As Manitoba recorded its 23rd death from COVID-19 and announced 36 new cases of the virus on Sunday, some people have spent hours waiting to be tested.
By early afternoon, Winnipeggers were turned away from some testing sites, while others faced long lines and no guarantees they would be tested before closing time. A new mobile test site at 1181 Portage Ave., which opened last week, saw light traffic early after it opened on Sunday morning, but reached maximum capacity shortly after 1 p.m. and was closed to drivers. incoming nearly three hours before installation. close for the day.
Average wait times from crowds at COVID-19 test sites
Click to enlarge
From 4 p.m. Sunday
604 St. Mary’s Road: 3 hours
1284 Main St: 1 hour
2735 Pembina Highway: 1 hour
1181 Portage Ave: A user reported being denied
To view test site wait times and report yours, go to https://www.winnipegfreepress.com/covid-testing-sites/
The MPI drive-thru test site at 1284 Main Street began redirecting people around 2 p.m., as a dual-lane of more than a dozen vehicles meandered around the building. Staff on site did not respond to questions about wait times, but before the drive-thru was closed to new traffic, drivers were given a list of addresses for other test sites and we Told them they had no guarantee of being tested this afternoon if they chose to stand in line.

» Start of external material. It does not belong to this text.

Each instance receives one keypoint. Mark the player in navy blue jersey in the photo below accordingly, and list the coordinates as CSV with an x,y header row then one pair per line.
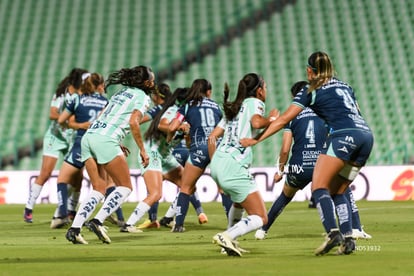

Provincial public health officials announced on Sunday that a man in his 50s was the 23rd death from COVID-19 in Manitoba. They also warned of potential exposure to the virus in Little Grand Rapids First Nation, where several people tested positive after attending the community recreation center from September 24-27. This is the second batch of confirmed positive cases of the virus in a Manitoba First Nation. community, following last weekend’s positive results for a family from York Factory First Nation. After 19 new cases were reported in Little Grand Rapids, that community is now closed with public gatherings banned and restrictions in place that correspond to the red / critical phase of the provincial government’s pandemic response system.
New confirmed cases totaled 36 on Sunday, but four previously reported cases were found to be false positives, bringing the total number of active cases in Manitoba to 696. Most of the cases reported on Sunday – 23 – are in Winnipeg. Seven are in the Southern Health Region; five in Interlake East and one in Prairie Mountain Health Region. As of Saturday, 2,103 COVID-19 tests were carried out across the province.
Public health officials also warned on Sunday that passengers on an Air Canada flight between Vancouver and Winnipeg may have been exposed to the virus on September 27. They are requiring passengers who were on flight 296 and seated in rows 27 to 31 to self-isolate for two weeks. Other people who were on the flight but did not sit in those rows do not need to self-isolate unless they develop symptoms, according to a provincial press release.
Meanwhile, several restaurants in Winnipeg are reporting that customers may have been exposed to the virus. People should watch for symptoms (and self-isolate and get tested if they have symptoms) after visiting the Hooters Restaurant at 1501 St. Matthews Ave. September 24 from 4 p.m. to 11 p.m. Billard Bourbon at 241, rue Vaughan on September 25 from 6:30 p.m. to 8:30 p.m. Earls Polo Park at 1455 Portage Avenue on September 25 from 10 p.m. to 12:30 p.m. Montana’s Polo Park at 665 Empress St. September 25 from 9 a.m. to 10 p.m. and Crspy Bnch on 806 Sargent Ave. September 26 from 11 a.m. to noon.
Katie May reports on courts, crime and justice for the free press.